2. Dein Problem hat nicxhts mit Photoshop direkt zu tun. Bitte schreibe künftig in das jeweils passende Forum.

Danke
Martin


----------



## chmee (25. Februar 2005)

Willkommen erstmal....

Mit Google hätteste aber auf den Hinweis stoßen können, dass es ein *Graphire2*
ist.. Nun wirst Du sicherlich auch bei Wacom etwas finden..

mfg chmee


----------



## cosmic-blue (28. Februar 2005)

Ich hab mal für dich nachgeschaut. Bei Wacom wird in den FAQ geschrieben :

_*Bei den Treibern auf der Wacom Webseite handelt es sich um Updates, bei denen die Handbücher nicht enthalten sind.

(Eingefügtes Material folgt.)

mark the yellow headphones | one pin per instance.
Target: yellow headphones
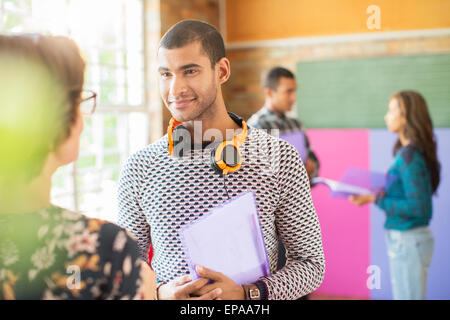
(226, 157)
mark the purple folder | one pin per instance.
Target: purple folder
(229, 240)
(357, 181)
(297, 139)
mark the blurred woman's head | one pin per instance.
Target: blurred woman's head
(40, 119)
(408, 116)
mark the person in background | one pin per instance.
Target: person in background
(408, 200)
(280, 89)
(47, 252)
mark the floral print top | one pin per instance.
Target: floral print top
(58, 254)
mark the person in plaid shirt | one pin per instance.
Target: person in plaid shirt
(280, 89)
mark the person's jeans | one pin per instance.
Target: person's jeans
(410, 255)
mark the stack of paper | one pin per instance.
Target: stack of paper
(356, 182)
(228, 240)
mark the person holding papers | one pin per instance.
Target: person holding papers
(207, 157)
(408, 200)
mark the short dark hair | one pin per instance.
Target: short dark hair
(188, 31)
(272, 78)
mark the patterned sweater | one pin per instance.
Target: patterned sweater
(159, 194)
(408, 200)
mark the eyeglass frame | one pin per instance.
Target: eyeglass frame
(93, 95)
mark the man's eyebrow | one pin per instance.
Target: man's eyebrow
(186, 66)
(190, 65)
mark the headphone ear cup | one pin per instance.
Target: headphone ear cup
(214, 164)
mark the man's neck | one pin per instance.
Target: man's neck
(214, 124)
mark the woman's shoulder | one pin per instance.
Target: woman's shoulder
(107, 230)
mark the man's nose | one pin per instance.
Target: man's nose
(177, 87)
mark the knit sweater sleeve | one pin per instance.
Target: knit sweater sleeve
(131, 215)
(298, 227)
(417, 193)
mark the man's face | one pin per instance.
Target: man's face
(188, 84)
(283, 98)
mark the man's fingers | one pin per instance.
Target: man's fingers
(182, 280)
(214, 294)
(194, 286)
(205, 289)
(208, 273)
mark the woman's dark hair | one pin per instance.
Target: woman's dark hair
(45, 75)
(419, 130)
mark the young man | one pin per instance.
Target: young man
(161, 191)
(280, 89)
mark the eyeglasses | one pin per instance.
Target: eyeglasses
(88, 102)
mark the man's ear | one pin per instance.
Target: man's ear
(224, 70)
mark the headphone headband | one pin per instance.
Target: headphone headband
(218, 161)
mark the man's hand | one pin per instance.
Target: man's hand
(361, 200)
(230, 290)
(148, 277)
(183, 287)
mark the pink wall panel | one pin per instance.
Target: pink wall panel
(345, 227)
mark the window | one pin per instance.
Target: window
(110, 34)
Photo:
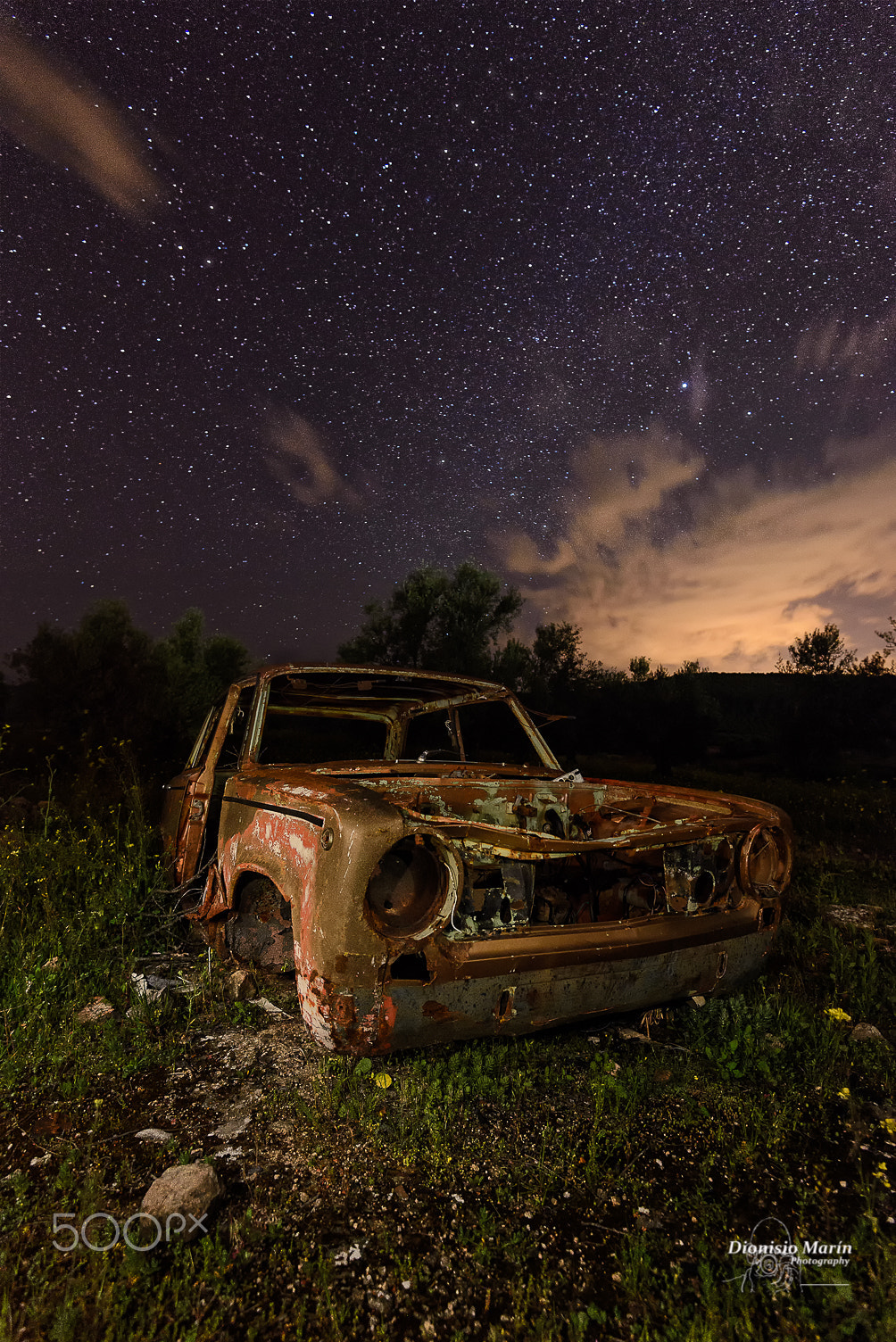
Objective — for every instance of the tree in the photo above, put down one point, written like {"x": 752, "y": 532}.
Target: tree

Zur Installation der Handbücher wie folgt vorgehen: Zunächst von der mit dem Tablett mitgelieferten CD die Treiber installieren, wobei auch die Handbücher kopiert werden. Anschließend das Update von der Webseite installieren (ohne die vorige Installation zu entfernen). Die Handbücher sollten nun über das Hilfe-Menü des Kontrollfeldes verfügbar sein. – Handbücher können auch aus dem PDF-Archiv von der Webseite heruntergeladen werden.

*_Gruß

 cosmic-blue


----------